MATLAB and Simulink resources for Arduino, LEGO, and Raspberry Pi

# percentage of the variance of the dependent variable explained by multiple independent variables

Asked by cwc on 7 May 2012

Hi,

I am trying to analyze how different independent variables are contributing to a dependent variable. I want to understand how important each independent variable is to the output. Is there any statistical processes and matlab function can do that? possibly compute the percentage of the variance of the dependent variable is explained by the other independent variables.

Thanks

## Products

No products are associated with this question.

Answer by Tom Lane on 8 May 2012

If you have the latest version of the Statistics Toolbox, then it sounds like you want the anova method of LinearModel.

Unfortunately, the problem as you described it isn't uniquely determined. That's why there are various "types" of sums of squares in anova. For example, if x1 and x2 are highly correlated with each other and with y, then it could turn out that each x variable is important individually, but once you have either one, the other is less important.

I'm assuming you already have data. If not, and you have the opportunity to collect data, then you may be able to make the x variables orthogonal so that you can accurately attribute variance percentages to each x variable.

cwc on 8 May 2012

I'm thinking to use linear regression and find out the correlation of determination from one variable to each combination of variables.
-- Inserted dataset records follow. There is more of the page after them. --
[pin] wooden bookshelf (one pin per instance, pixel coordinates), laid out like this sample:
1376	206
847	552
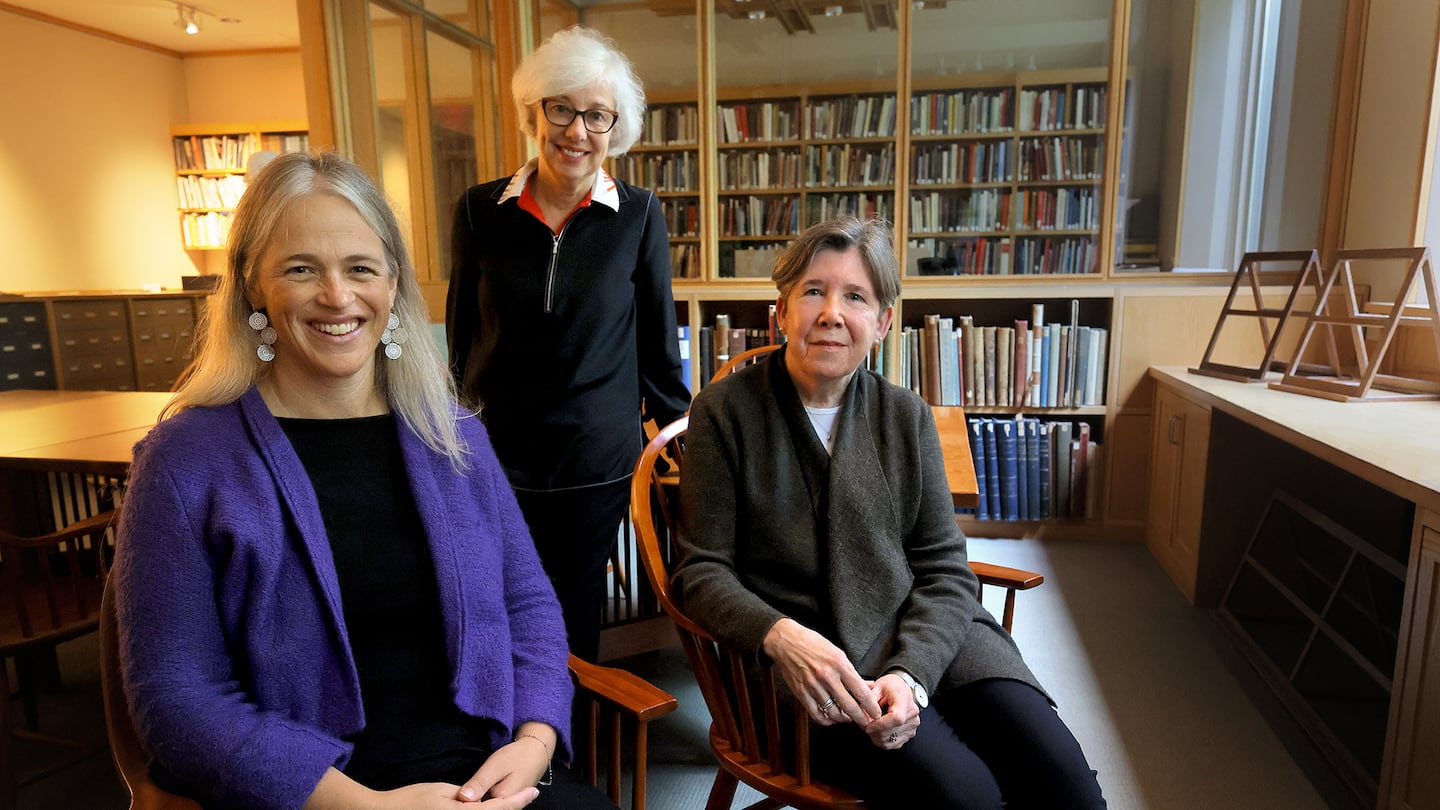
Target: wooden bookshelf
210	166
1005	175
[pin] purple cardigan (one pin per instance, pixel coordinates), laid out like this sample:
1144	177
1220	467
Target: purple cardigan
234	646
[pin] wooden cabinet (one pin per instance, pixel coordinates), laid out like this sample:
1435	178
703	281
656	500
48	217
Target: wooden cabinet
92	345
1177	489
26	356
1411	780
163	337
210	167
97	342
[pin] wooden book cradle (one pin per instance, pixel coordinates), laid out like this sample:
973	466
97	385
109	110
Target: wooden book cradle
1257	268
1348	316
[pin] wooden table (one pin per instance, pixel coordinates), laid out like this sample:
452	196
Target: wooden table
955	444
64	451
75	431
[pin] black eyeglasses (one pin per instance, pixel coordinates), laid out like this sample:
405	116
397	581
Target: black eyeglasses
562	114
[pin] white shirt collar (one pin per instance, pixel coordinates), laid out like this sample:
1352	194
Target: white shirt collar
604	190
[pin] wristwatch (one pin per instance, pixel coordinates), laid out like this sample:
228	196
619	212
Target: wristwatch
922	698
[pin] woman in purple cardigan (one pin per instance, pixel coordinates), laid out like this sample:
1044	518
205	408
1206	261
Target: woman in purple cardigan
326	593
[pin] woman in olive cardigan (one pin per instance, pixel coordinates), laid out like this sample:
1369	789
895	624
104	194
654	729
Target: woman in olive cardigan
820	531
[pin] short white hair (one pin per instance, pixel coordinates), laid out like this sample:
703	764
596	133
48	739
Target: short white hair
575	59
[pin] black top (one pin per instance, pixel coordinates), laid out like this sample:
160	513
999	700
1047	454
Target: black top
563	340
390	603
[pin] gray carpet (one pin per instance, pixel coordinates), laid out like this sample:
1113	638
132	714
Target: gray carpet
1164	708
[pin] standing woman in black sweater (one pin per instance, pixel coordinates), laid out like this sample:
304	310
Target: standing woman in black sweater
560	316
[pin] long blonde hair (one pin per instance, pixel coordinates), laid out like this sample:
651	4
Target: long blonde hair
416	385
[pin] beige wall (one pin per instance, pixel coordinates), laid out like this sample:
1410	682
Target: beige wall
265	87
1396	87
87	175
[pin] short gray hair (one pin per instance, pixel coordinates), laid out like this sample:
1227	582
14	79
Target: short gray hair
870	237
570	61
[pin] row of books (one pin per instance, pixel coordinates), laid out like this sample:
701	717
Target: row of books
681	216
1001	255
1027	365
1053	108
671	172
684	261
205	229
1050	209
743	170
962	111
979	162
759	121
848	165
671	126
215	153
759	216
719	342
749	261
1027	469
853	117
978	209
231	153
1062	159
820	208
198	190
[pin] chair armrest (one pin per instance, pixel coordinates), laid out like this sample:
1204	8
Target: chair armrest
1002	577
628	691
144	794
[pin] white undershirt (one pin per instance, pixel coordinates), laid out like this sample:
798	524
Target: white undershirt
824	423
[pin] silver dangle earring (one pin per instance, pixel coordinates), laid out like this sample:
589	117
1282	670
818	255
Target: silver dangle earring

The R^2 value should indicate the importance of each variable or each combination of variables. How would that differ from the anova method?

and do you use principal component analysis to make the x variables orthogonal?

Thanks

Tom Lane on 9 May 2012

Yes, R^2 is a function of the sum of squared residuals, so it's equivalent to anova in that sense. The basic issue is this. How important is x1 in predicting y? You could compute R^2 for sets of predictors A={none}, B={x1}, C={x2}, D={x1 and x2}. You could measure the importance of x1 by comparing B to A, or D to C. Often you will get different measures.

You can use principal components also, but since every x may contribute to every component, you'd again be stuck trying to devise a measure of importance that depends both on the predictive ability of various models and the extent to which each x contributes to those models.